Eilenberg–Moore algebras in terms of Kleisli ones

Suppose I know what the category of free algebras for a particular monad look like. Can I then describe what the category of Eilenberg–Moore algebras look like? E.g. Suppose that I have a good handle on a category $D$ and that I have two functors $F$ and $G$, with $G:D \to C$ and $F$ left-adjoint to $G$ and $F$ essentially surjective- this guarantees that this adjunction exhibits $D$ as the Kleisli-category for the monad $T:=GF$ on $C$ (see Characterization of Kleisli adjunctions). Is there a way to exhibit the Eilenberg–Moore category $C^T$ as "generalized objects of $D$"? This is somewhat vague of a question I realize, but I'm not sure how to make it more precise. (Feel free to help me do so).

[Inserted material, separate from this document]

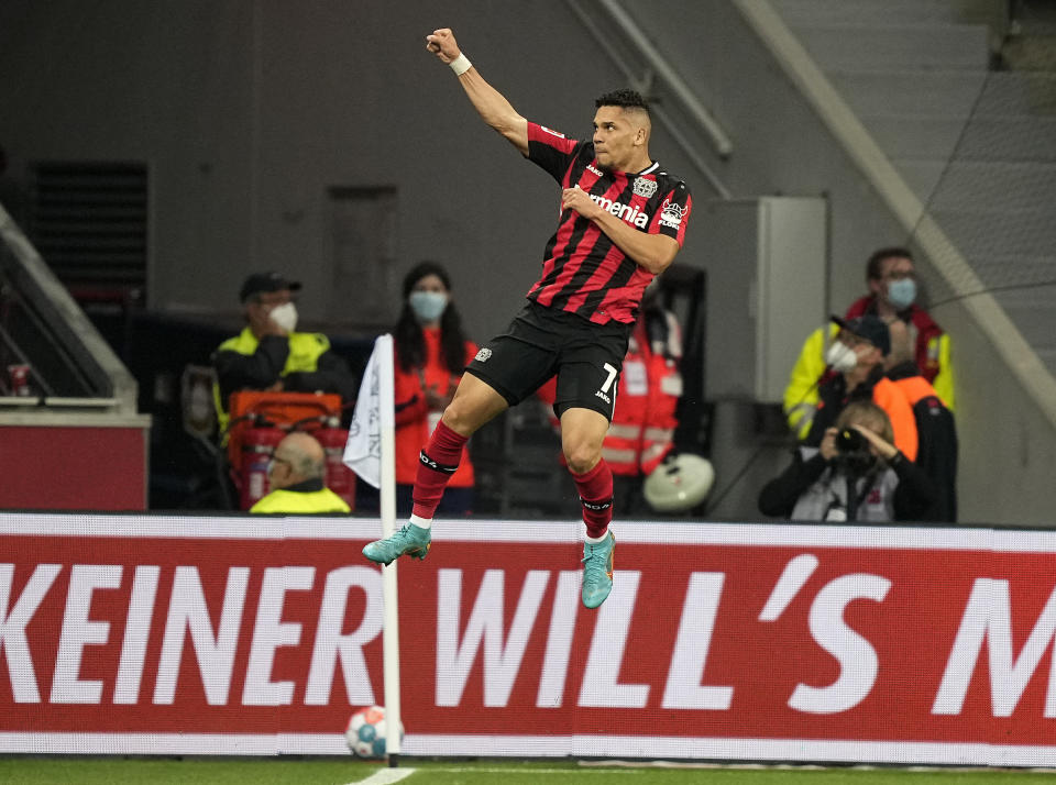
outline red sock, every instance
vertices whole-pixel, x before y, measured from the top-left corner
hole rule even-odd
[[[418,461],[418,476],[415,478],[415,490],[411,498],[415,507],[411,512],[419,518],[432,519],[437,506],[443,497],[443,489],[448,480],[459,467],[462,460],[462,447],[469,436],[455,433],[443,424],[437,423],[436,430],[429,436],[429,442],[422,449]]]
[[[572,473],[583,505],[587,537],[602,537],[613,520],[613,471],[602,458],[586,474]]]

EDIT: To be slightly more specific, in "Toposes, Triples, and Theories" it is said that the Eilenberg-Moore category "is in efect all the possible quotients of objects in Kleisli's category". Can anyone make this precise in a way that answers my question??

One nice result is Street's theorem 14 in The formal theory of monads, generalized in Elementary cosmoi, which says that $C^T$ is isomorphic to the full subcategory of $[(C_T)^{\mathrm{op}}, \mathrm{Set}]$ containing those presheaves that become representable when precomposed with the inclusion $C \to C_T$. That is, $C^T$ is the pullback of $[F^{\mathrm{op}},\mathrm{Set}]$ along the Yoneda embedding. So at least informally you can think of T-algebras as being represented by certain formal colimits of free algebras.